Trotzdem unterschrieb Kämmerer Peter Kaminski (CDU) - auf Bitten Jungs - am 11. April die "Rückzahlungsvereinbarung". Darin verpflichtete sich die Stadt gegenüber der Bank "unwiderruflich", die Million in fünf Raten abzustottern. Dem VfB wurde nur noch ein Recht auf "Sondertilgungen" eingeräumt, das er freilich niemals nutzte. Zu Kaminskis Ehrenrettung muss gesagt werden, dass dem Verein die Auslöschung per 19. April drohte. Auch erklärte der Kämmerer jüngst in einem Brief an OBM Wolfgang Tiefensee (SPD), Jung habe ihn seinerzeit darüber informiert, dass der Oberbürgermeister mit der Unterschrift einverstanden sei. Am Tage der Unterzeichnung hatte Kaminski Jung schriftlich mitgeteilt, dass man für das DePfa-Geschäft noch "eine gesonderte Beschlussfassung des Stadtrats" brauche und das Regierungspräsidium (RP) informieren müsse. Beides erfolgte nicht.

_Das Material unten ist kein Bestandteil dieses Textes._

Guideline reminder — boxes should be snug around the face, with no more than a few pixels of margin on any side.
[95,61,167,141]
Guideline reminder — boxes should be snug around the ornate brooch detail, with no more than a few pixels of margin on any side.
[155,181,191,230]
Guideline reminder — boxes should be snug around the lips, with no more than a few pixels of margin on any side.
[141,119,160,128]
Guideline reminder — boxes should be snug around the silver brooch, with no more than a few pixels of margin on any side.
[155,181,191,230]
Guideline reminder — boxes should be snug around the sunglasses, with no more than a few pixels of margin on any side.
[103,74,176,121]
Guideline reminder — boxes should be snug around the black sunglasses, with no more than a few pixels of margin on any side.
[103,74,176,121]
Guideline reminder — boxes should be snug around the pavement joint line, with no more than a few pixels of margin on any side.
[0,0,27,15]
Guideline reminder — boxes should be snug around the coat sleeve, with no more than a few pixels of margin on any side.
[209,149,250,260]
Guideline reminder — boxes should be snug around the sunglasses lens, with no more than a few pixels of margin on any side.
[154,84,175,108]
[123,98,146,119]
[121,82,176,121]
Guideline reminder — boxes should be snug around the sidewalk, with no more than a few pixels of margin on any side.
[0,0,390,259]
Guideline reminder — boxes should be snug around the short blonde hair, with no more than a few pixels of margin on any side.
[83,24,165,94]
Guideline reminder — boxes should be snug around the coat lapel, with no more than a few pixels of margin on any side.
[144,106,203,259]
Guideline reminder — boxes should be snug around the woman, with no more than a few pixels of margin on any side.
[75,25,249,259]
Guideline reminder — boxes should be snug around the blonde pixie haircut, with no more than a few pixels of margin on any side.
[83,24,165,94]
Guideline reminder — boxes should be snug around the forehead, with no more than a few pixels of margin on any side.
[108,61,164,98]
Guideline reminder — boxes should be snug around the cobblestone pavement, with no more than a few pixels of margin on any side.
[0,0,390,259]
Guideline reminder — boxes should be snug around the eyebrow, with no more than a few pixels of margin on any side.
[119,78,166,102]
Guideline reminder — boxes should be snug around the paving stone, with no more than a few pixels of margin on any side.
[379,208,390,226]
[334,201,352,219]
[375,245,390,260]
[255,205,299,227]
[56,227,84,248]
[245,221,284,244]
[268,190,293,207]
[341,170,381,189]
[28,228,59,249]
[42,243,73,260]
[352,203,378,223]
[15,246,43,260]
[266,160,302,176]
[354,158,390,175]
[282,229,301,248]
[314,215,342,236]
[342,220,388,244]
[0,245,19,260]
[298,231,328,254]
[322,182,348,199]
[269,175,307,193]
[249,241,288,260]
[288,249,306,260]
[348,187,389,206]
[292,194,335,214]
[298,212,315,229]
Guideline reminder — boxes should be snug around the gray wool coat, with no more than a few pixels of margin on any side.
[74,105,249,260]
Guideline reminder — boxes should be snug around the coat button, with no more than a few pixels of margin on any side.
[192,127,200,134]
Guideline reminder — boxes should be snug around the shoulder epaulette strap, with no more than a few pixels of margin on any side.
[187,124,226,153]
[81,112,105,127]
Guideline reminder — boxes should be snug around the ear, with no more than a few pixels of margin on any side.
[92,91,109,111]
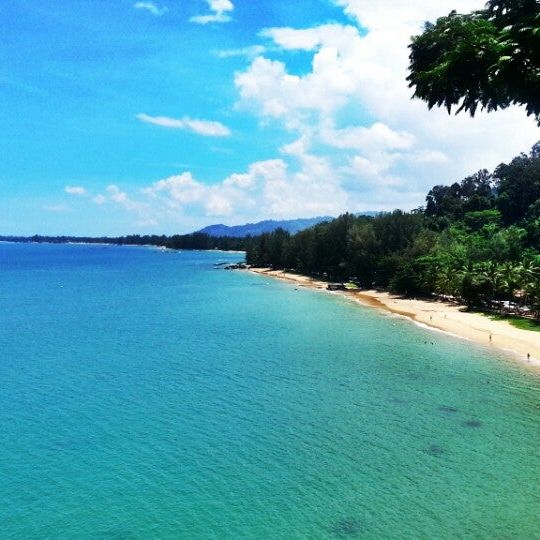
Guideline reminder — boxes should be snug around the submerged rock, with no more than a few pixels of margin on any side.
[461,419,482,427]
[439,405,458,413]
[330,518,362,538]
[426,444,444,456]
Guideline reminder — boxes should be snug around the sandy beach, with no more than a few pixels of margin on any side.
[250,268,540,369]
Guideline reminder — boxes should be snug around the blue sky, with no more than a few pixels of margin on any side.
[0,0,540,235]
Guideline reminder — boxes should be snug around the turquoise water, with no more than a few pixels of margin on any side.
[0,244,540,540]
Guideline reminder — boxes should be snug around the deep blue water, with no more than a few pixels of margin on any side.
[0,244,540,540]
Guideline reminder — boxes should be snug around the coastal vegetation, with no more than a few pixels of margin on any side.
[246,143,540,318]
[0,232,245,251]
[408,0,540,125]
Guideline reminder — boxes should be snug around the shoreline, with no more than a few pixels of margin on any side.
[248,268,540,371]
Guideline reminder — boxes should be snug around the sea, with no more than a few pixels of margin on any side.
[0,243,540,540]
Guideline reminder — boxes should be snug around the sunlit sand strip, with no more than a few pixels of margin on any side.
[250,268,540,370]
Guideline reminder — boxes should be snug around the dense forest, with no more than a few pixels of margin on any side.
[247,143,540,318]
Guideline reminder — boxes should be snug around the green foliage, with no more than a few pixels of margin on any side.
[408,0,540,125]
[247,145,540,317]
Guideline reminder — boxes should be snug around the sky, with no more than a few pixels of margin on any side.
[0,0,540,236]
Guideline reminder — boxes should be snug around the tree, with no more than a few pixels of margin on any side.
[407,0,540,125]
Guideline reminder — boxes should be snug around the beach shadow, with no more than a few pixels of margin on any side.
[437,405,458,413]
[329,518,363,538]
[461,420,482,428]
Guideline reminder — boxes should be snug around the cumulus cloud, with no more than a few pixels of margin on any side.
[235,4,538,210]
[190,0,234,24]
[43,204,71,214]
[133,2,169,17]
[137,113,231,137]
[73,0,538,230]
[64,186,88,197]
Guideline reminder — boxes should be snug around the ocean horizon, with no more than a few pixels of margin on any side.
[0,243,540,540]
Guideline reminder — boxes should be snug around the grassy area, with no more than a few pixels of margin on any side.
[484,313,540,332]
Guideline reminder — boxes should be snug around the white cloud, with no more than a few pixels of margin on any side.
[43,204,71,214]
[235,5,538,211]
[133,2,169,17]
[190,0,234,24]
[64,186,88,197]
[136,113,231,137]
[69,0,538,230]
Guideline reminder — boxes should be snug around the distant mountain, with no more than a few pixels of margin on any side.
[198,216,334,238]
[197,212,379,238]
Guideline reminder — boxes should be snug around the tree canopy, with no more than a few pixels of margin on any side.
[246,143,540,319]
[407,0,540,125]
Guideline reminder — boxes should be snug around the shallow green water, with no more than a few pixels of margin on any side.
[0,244,540,539]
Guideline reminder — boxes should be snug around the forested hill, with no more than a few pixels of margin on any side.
[247,143,540,316]
[0,233,245,251]
[199,216,334,238]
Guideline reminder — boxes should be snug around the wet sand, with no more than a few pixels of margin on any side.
[250,268,540,369]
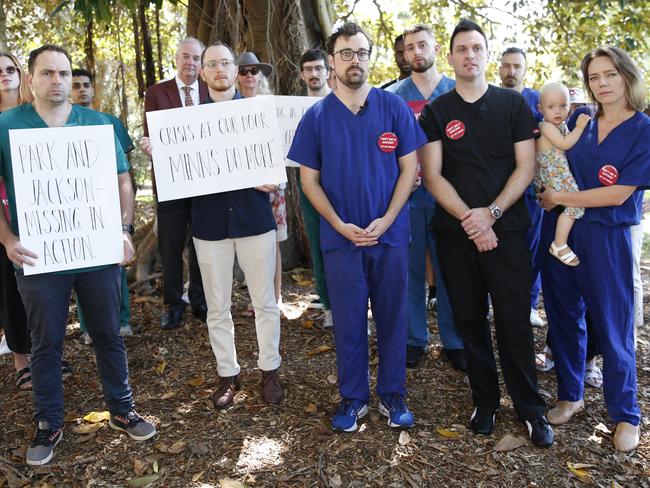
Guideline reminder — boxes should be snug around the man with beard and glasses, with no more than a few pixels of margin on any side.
[388,24,460,371]
[298,49,332,328]
[288,22,424,432]
[381,34,411,90]
[499,47,545,327]
[420,19,553,447]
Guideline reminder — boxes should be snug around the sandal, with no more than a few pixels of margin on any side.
[61,360,72,381]
[16,366,32,391]
[548,241,580,267]
[585,363,603,388]
[535,346,555,373]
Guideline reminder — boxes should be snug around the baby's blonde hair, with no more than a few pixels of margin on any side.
[539,81,571,103]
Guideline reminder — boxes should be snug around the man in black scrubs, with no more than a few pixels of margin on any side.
[420,20,553,447]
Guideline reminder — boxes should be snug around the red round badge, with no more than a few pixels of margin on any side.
[598,164,618,186]
[445,120,465,141]
[377,132,398,152]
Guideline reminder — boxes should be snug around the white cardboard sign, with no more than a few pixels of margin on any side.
[147,96,287,201]
[274,95,320,167]
[9,125,124,275]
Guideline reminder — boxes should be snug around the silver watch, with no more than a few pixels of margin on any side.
[488,203,503,220]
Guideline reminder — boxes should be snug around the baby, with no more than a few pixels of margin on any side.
[533,82,590,266]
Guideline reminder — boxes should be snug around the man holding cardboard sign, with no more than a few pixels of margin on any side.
[0,45,156,465]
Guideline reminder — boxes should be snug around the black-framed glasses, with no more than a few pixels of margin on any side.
[0,66,18,76]
[203,59,235,70]
[334,49,372,61]
[239,66,260,76]
[302,66,325,75]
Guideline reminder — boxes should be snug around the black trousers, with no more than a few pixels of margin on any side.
[157,198,205,307]
[0,242,32,354]
[436,231,546,420]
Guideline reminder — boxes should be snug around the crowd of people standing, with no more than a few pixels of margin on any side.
[0,13,650,465]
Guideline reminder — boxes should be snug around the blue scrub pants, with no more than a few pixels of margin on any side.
[541,212,641,425]
[436,230,546,420]
[16,265,133,429]
[524,185,550,309]
[323,245,408,402]
[406,207,463,349]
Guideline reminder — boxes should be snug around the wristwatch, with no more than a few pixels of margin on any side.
[488,203,503,220]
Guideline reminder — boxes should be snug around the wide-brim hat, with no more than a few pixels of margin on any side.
[236,51,273,76]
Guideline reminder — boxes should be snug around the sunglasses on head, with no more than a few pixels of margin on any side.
[239,66,260,76]
[0,66,18,75]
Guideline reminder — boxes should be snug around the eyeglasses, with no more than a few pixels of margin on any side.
[239,66,260,76]
[333,49,372,61]
[203,59,235,70]
[0,66,18,76]
[302,66,325,74]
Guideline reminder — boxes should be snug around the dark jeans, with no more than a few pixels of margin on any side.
[436,231,546,420]
[16,265,133,429]
[157,198,205,308]
[0,244,32,354]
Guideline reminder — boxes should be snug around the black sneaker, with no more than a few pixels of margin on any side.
[406,345,426,368]
[108,410,156,441]
[25,420,63,466]
[525,416,553,447]
[469,407,497,435]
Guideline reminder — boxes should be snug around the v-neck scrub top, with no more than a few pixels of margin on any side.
[287,88,426,252]
[567,112,650,227]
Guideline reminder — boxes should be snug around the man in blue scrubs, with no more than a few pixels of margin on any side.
[499,47,544,327]
[0,45,156,465]
[288,22,424,432]
[388,24,460,371]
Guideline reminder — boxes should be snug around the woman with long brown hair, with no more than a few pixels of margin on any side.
[0,52,34,390]
[540,46,650,452]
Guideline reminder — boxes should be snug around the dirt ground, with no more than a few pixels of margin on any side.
[0,269,650,488]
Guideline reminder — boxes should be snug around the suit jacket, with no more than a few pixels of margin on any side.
[144,77,209,195]
[144,77,208,137]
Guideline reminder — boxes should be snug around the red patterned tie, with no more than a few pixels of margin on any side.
[183,86,194,107]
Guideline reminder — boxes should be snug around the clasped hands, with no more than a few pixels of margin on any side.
[460,207,499,252]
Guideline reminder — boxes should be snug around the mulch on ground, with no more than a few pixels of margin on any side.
[0,270,650,488]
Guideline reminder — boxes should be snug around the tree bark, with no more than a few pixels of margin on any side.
[138,0,156,88]
[131,8,146,100]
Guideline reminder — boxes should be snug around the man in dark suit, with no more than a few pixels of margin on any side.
[144,37,208,329]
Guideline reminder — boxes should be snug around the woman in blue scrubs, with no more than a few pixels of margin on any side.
[540,46,650,452]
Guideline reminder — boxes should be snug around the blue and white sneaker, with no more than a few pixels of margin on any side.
[332,398,368,432]
[379,393,415,429]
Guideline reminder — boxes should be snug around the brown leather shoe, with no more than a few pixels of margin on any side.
[212,375,239,410]
[262,369,284,405]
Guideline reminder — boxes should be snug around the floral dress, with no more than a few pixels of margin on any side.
[533,122,585,219]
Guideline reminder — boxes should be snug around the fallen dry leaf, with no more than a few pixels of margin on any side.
[167,441,185,454]
[72,422,104,435]
[126,474,160,488]
[187,373,205,388]
[307,344,332,356]
[494,434,526,452]
[566,462,593,483]
[153,359,167,374]
[397,430,411,446]
[83,410,111,423]
[436,427,460,438]
[219,478,246,488]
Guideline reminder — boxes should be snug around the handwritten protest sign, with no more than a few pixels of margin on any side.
[147,97,287,201]
[9,125,124,275]
[273,95,320,167]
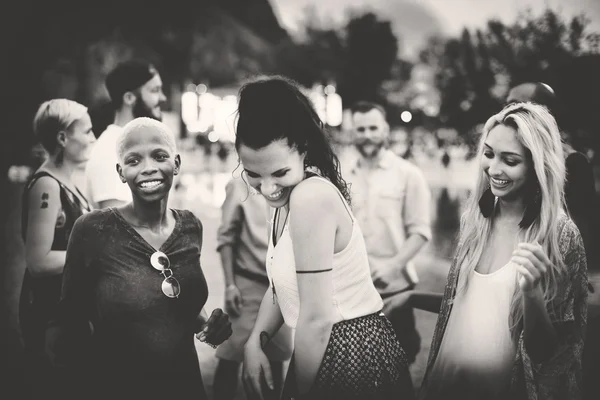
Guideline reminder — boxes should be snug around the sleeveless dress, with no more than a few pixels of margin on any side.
[267,176,414,400]
[19,171,91,355]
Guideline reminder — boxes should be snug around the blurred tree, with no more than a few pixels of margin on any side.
[339,13,398,104]
[277,7,346,87]
[421,9,600,153]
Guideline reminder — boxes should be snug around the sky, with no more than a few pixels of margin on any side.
[269,0,600,57]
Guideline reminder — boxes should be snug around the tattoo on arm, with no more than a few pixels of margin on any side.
[259,331,271,349]
[41,192,50,208]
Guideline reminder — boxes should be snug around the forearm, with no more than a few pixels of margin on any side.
[294,316,333,394]
[246,289,284,347]
[219,245,235,287]
[408,291,444,314]
[523,289,558,363]
[396,234,427,266]
[27,250,67,277]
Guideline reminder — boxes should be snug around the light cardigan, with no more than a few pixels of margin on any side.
[421,214,588,400]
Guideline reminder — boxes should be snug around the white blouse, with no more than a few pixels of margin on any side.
[267,177,383,328]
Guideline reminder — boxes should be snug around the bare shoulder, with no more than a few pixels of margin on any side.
[28,176,60,206]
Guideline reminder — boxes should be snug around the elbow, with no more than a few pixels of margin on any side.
[25,258,56,278]
[296,314,333,340]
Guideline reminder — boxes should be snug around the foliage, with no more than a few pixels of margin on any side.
[421,9,600,153]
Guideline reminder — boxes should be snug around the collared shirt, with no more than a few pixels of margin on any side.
[344,150,431,294]
[217,178,269,284]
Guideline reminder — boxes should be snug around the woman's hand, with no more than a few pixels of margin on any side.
[242,338,275,400]
[196,308,233,347]
[511,242,552,296]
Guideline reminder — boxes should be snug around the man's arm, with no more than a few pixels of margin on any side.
[397,167,431,266]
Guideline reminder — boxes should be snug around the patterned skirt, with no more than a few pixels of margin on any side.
[282,313,415,400]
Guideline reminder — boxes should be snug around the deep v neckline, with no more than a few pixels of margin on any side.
[110,207,181,253]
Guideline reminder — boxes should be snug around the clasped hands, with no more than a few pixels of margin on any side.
[196,308,233,348]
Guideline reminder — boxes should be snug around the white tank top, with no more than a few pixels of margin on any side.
[426,262,517,399]
[267,177,383,328]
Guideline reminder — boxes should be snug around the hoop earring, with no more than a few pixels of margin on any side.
[479,186,496,218]
[519,185,542,229]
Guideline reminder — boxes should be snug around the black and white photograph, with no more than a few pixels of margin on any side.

Trotzdem erneuerten Kaminski und der heutige Sportbeigeordnete Holger Tschense (SPD) vergangenen Sommer die Ratenvereinbarung mit der Bank. Zum Jahreswechsel floss die erste Rate über 102.258 Euro. Weitere Zahlungen hat die Stadt soeben auf Eis gelegt. Weil einst das RP umgangen wurde, war die DePfa-Bürgschaft eventuell ungültig. Obendrein verfolgt das Rathaus nun Hinweise, der VfB habe die Flutlichtanlage im Bruno-Plache-Stadion gleich zweimal als Kredit-Sicherheit verwendet. Auch das könnte die Stadt aus der Bürgschaftsklemme befreien - sofern sie aufs Stadion samt Grundschulden verzichtet.
Dann hätte Leipzig aber ein Problem mit dem Olympia-Konzept, so PDS-Stadtrat Rüdiger Ulrich: "2012 soll im Plache-Stadion Baseball gespielt werden." Seine Fraktion fordert eine "lückenlose öffentliche Aufklärung" der zwei VfB-Bürgschaften.
Im zweiten Fall - einem DKB-Kredit über 732.328 Euro - waren nach neuesten Erkenntnissen die Dezernate von Tschense und Kaminski beteiligt. Beide lehnen hier jede persönliche Verantwortung ab.